The internet has intensified the private parts of our lives. It is a strange combination of being immediately connected and yet profoundly alone. Usually, we think that the internet has removed our privacy. True, I might not be by myself and am visible to exponentially more people than a person at any other point in history, but I have total control over what others know about me – they only see what I choose to let them see; only what I want them to see. Such a move removes any kind of benefit I get from being observed by others. Now, this isn’t all bad. People who are struggling with a family member dying of cancer can find an online support group in a matter of seconds, whereas they might not be ready to talk to anyone about it face to face. But on the other hand, addictions fueled by easy access on the web like gambling, pornography, or shopping can go completely unnoticed for a much longer time or never seen at all.
Cameron’s filter very well may be a stupid idea.
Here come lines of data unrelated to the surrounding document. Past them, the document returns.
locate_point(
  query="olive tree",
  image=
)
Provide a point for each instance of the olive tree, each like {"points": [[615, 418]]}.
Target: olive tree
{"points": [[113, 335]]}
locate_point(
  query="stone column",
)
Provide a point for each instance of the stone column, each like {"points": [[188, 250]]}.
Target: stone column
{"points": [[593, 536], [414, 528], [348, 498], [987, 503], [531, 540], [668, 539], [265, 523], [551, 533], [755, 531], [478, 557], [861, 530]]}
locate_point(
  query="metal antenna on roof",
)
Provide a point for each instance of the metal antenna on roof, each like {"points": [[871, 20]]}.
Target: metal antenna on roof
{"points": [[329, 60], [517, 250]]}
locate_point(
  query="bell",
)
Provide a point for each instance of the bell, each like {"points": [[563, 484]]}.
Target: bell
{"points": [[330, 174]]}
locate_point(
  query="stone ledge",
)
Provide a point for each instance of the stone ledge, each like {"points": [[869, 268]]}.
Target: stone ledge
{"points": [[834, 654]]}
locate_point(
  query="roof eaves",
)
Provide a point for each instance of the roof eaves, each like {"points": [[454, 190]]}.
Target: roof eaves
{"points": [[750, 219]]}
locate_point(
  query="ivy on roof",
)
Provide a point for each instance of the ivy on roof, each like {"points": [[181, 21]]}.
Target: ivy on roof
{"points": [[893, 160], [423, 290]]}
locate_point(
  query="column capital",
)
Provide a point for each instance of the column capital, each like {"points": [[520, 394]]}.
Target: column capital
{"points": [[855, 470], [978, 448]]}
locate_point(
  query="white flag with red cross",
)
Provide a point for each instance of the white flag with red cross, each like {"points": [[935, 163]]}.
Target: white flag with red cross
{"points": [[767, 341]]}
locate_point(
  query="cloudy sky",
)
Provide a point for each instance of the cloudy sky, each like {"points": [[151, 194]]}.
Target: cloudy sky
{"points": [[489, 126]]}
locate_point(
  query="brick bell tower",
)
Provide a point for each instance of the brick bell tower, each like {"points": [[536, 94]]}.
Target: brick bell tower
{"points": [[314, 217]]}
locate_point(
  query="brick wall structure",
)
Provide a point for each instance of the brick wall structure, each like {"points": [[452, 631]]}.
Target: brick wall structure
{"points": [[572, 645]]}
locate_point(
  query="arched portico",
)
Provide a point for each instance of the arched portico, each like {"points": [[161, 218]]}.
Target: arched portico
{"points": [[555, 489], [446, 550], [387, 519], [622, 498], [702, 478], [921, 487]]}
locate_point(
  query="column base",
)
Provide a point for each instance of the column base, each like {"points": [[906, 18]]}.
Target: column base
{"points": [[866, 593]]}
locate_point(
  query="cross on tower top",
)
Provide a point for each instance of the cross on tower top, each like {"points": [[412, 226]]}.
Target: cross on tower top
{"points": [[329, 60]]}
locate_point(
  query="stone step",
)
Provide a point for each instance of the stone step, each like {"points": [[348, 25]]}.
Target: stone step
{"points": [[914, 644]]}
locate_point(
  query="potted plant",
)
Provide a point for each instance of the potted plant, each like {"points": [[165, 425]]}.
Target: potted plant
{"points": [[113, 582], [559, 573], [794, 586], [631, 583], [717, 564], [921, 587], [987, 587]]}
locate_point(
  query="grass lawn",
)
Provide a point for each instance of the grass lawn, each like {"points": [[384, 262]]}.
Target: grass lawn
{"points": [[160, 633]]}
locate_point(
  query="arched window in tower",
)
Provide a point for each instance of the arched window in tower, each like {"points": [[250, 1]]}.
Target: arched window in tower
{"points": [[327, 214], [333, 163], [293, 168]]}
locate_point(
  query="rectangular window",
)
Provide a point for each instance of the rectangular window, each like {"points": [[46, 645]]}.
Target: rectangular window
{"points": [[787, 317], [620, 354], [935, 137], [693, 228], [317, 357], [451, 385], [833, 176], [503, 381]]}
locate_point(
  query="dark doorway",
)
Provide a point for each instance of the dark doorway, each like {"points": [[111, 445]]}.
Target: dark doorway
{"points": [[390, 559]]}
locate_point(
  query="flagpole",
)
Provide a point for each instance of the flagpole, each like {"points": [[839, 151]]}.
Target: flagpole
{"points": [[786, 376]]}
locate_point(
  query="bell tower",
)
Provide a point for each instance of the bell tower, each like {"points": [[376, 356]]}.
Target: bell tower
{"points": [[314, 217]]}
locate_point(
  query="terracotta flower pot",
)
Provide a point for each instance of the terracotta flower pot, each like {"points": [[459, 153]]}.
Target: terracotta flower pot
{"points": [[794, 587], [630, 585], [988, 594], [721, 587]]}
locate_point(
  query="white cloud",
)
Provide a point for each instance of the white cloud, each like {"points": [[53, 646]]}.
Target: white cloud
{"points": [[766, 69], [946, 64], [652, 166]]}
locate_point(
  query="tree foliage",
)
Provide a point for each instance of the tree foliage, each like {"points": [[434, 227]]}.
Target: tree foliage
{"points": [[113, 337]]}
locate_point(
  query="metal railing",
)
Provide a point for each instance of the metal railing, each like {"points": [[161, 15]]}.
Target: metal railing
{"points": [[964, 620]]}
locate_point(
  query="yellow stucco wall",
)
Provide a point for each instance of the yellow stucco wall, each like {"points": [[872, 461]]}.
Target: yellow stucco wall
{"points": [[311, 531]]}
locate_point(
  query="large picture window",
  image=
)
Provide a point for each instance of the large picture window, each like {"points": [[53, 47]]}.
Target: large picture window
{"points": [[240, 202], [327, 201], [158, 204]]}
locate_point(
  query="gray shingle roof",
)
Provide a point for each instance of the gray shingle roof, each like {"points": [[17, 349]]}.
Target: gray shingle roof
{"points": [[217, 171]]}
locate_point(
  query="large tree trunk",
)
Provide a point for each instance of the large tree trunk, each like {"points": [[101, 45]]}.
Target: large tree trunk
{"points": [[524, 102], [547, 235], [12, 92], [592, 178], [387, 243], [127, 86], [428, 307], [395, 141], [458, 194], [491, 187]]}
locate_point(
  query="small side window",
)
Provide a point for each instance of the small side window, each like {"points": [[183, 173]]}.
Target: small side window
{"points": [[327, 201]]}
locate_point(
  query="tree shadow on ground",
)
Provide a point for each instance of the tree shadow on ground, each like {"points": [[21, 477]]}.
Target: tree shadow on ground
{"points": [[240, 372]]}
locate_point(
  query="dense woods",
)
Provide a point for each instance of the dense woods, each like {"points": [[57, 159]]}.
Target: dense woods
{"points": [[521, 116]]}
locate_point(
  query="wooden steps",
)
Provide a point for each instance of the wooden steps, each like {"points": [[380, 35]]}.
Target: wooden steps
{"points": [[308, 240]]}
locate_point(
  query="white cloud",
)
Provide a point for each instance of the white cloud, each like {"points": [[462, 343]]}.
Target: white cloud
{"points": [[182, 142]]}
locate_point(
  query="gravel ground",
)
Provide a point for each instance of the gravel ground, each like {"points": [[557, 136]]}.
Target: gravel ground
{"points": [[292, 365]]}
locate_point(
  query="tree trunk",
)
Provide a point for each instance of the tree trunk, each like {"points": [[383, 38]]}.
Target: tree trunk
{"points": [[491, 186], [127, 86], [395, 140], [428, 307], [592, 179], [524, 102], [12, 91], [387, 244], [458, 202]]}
I’m actually not all that interested in it as a policy proposal. But I am intrigued about what it tells me about myself. I could be disappointed that I need someone else around to behave better. Or I could say that it’s simply being motivated by shame – not a very admirable example of virtue ethics.2 But I actually think it’s a good and powerful thing that I am my best self when I am around others. So why wouldn’t I want to build structures that mimic that reality? If both the people around me and the social structures that scaffold my life nudge and encourage in the right direction, I am all for it.
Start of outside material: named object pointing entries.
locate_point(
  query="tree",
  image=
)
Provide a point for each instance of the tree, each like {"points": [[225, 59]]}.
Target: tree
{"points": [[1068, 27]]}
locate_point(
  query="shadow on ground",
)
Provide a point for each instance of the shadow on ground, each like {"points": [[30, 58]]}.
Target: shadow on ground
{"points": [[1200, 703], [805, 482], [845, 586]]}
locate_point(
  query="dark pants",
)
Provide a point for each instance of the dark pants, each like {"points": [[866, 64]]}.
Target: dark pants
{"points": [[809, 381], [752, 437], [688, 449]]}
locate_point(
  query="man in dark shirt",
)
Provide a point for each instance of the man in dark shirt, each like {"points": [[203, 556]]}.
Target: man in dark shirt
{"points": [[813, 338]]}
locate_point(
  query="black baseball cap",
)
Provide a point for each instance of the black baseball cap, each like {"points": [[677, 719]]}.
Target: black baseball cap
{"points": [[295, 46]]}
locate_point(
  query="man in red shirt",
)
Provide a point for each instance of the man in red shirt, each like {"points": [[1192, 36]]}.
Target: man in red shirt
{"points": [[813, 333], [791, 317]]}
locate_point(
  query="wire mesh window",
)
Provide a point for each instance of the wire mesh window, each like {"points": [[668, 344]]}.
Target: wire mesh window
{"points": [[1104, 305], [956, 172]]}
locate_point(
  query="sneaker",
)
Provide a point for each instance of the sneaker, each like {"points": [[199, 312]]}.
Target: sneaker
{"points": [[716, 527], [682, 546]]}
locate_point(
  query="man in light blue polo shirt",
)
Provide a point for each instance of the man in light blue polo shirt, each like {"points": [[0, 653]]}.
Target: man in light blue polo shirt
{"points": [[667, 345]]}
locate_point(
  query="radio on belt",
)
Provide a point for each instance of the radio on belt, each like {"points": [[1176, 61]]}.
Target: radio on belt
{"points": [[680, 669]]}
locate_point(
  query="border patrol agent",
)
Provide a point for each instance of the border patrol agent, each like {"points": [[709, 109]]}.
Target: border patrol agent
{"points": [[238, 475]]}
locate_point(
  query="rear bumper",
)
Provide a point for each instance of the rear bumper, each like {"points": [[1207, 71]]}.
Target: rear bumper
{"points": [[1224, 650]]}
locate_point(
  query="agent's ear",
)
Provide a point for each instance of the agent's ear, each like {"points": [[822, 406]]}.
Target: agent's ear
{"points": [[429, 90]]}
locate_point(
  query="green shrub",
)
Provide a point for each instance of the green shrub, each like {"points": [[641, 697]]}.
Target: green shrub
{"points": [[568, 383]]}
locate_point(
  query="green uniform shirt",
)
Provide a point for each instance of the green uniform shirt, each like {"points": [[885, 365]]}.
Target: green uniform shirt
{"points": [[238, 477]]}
After ten years as Jesuit, I am convinced I can’t live this life by myself. I am at my best when I am around others. I know I shouldn’t change who I am just because I am wearing my clerics. But my friends, my family, my colleagues, even the stranger on the sidewalk make me want to be a better man. I can only hope after I experience the fullness of life that their presence encourages, that I can be just as good when no one is looking.